If your workplace requires a loose-fitting mask during working hours there are many individuals now that are sewing masks from home and selling them. These people doing the mask making are moms, retirees, and those who were homebound before the pandemic. Look in your local classifieds and on social media for those local to you that are selling masks. The talent and beauty of these creative individuals is quite impressive. Facebook has had quite a lot of groups opening to the public that are sewing masks for both first responders and those in need to be in public and offer safety to others.

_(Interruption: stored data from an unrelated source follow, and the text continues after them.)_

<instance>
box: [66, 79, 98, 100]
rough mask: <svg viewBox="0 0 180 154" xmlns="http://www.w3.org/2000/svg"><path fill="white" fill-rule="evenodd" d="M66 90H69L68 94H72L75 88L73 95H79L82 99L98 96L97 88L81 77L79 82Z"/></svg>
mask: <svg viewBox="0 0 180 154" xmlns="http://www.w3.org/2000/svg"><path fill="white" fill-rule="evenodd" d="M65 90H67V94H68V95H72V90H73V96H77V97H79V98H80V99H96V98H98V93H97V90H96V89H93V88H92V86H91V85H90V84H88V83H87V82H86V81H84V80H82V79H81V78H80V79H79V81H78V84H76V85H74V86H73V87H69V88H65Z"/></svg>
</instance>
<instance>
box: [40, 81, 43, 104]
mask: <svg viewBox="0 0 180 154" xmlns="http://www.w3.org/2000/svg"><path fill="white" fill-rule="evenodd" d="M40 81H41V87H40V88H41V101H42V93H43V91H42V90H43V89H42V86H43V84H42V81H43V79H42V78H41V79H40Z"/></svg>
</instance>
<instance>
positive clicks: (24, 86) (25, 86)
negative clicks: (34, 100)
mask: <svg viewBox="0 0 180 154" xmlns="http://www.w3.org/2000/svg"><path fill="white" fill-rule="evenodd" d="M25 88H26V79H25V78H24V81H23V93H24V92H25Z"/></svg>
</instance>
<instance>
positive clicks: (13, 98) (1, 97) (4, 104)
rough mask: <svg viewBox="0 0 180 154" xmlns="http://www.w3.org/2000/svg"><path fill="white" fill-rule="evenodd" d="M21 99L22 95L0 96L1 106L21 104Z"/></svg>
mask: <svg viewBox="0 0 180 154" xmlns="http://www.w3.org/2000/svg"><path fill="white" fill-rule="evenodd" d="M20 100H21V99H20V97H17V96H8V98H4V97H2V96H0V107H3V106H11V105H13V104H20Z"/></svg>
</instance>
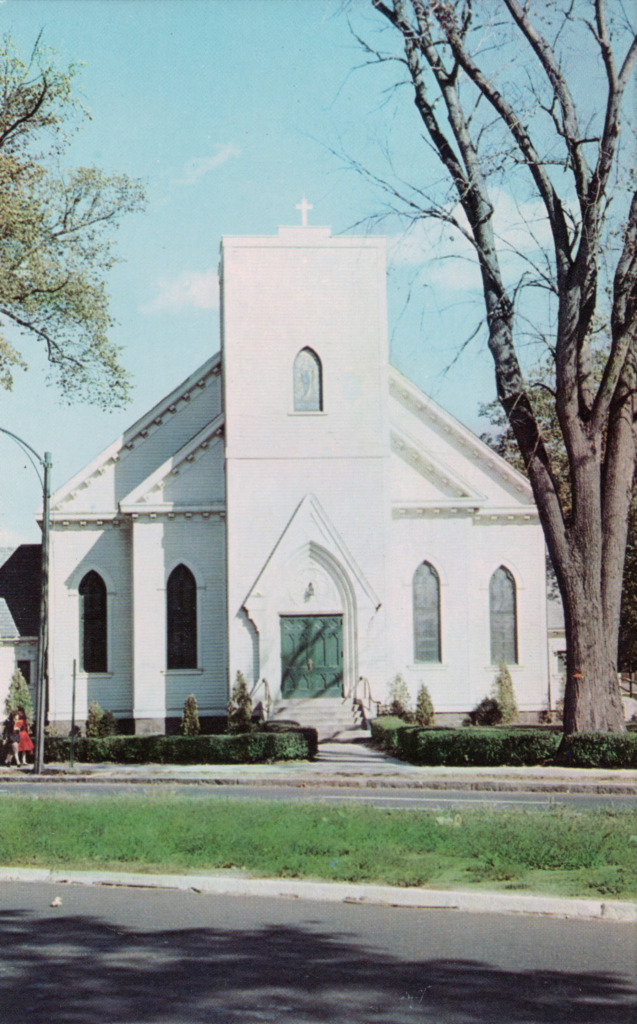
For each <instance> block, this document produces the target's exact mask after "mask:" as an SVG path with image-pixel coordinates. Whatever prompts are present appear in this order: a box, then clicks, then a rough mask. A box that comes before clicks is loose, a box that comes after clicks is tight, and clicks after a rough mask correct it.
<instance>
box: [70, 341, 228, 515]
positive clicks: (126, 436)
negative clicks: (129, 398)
mask: <svg viewBox="0 0 637 1024" xmlns="http://www.w3.org/2000/svg"><path fill="white" fill-rule="evenodd" d="M220 373H221V353H220V352H217V353H216V354H215V355H213V356H211V358H210V359H207V361H206V362H204V364H203V366H201V367H199V369H198V370H196V371H195V373H193V374H190V376H189V377H187V378H186V379H185V380H184V381H182V382H181V384H179V385H178V386H177V387H176V388H174V390H173V391H171V392H170V394H168V395H166V396H165V397H164V398H162V399H161V400H160V401H158V402H157V404H156V406H154V407H153V409H151V410H150V411H148V412H147V413H144V415H143V416H142V417H140V418H139V419H138V420H137V421H136V422H135V423H134V424H133V425H132V426H131V427H129V428H128V430H126V431H125V432H124V433H123V434H121V435H120V436H119V437H118V438H117V439H116V440H115V441H113V442H112V443H111V444H109V446H108V447H105V449H104V450H103V451H102V452H100V454H99V455H98V456H96V458H95V459H93V461H92V462H90V463H89V464H88V466H85V467H84V468H83V469H81V470H80V472H79V473H76V475H75V476H74V477H72V478H71V480H69V481H68V482H67V483H65V484H63V485H62V486H61V487H59V488H58V489H57V490H56V492H55V494H54V495H53V496H52V498H51V507H52V508H53V509H55V508H56V507H57V506H59V505H61V504H62V503H65V502H67V501H71V500H73V498H75V496H76V495H77V493H78V490H81V489H84V488H86V487H88V485H89V480H91V479H92V478H93V477H95V476H100V475H101V474H102V473H103V472H104V471H105V469H107V466H108V464H109V463H110V462H112V463H116V462H119V460H120V459H121V458H125V457H126V456H127V455H128V453H129V452H131V451H132V450H133V449H134V447H135V446H136V445H137V444H139V443H141V442H143V441H144V440H145V439H146V437H150V436H151V435H152V434H154V433H155V431H156V430H158V428H159V427H160V426H161V425H162V423H163V421H164V419H165V418H166V417H167V416H170V415H172V414H174V413H175V412H176V411H177V406H178V403H179V402H180V401H186V402H187V401H189V400H190V395H192V394H193V392H194V391H195V390H196V389H197V388H200V389H203V388H205V387H206V386H207V383H208V381H209V380H210V378H211V377H218V376H219V375H220Z"/></svg>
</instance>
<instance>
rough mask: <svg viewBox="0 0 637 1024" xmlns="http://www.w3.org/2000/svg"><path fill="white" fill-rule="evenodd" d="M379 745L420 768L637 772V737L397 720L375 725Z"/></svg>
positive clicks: (397, 718)
mask: <svg viewBox="0 0 637 1024" xmlns="http://www.w3.org/2000/svg"><path fill="white" fill-rule="evenodd" d="M372 739H373V741H374V743H376V745H377V746H380V748H381V749H382V750H384V751H386V752H387V753H388V754H392V755H393V756H394V757H397V758H401V759H402V760H405V761H410V762H411V763H412V764H415V765H447V766H449V767H455V768H458V767H468V766H473V767H476V768H477V767H481V768H493V767H497V766H498V765H511V766H514V767H515V766H522V765H527V766H530V765H547V764H548V765H550V764H554V765H562V766H564V767H571V768H637V734H636V733H634V732H626V733H619V734H618V733H579V734H578V735H574V736H568V737H567V738H566V739H562V735H561V733H560V732H557V731H552V730H550V729H532V728H515V729H511V728H509V729H506V728H493V729H490V728H482V727H480V728H461V729H452V728H448V729H444V728H429V729H426V728H422V727H419V726H413V725H406V724H405V722H404V721H402V720H401V719H399V718H395V717H392V716H387V717H383V718H378V719H376V720H375V721H373V722H372Z"/></svg>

The same holds true if you have children who need loose-fitting face masks. These individuals just use smaller patterns and offer a wide selection of designs. Whether it is dinosaurs or Barbie, there is an individual willing to make the child-size mask to bring a smile.
Larger merchants that are on the internet are also selling masks now and many others are jumping on daily. Masks can be purchased singly or in bulk for reduced rates. The competition is strong, and masks are in high demand.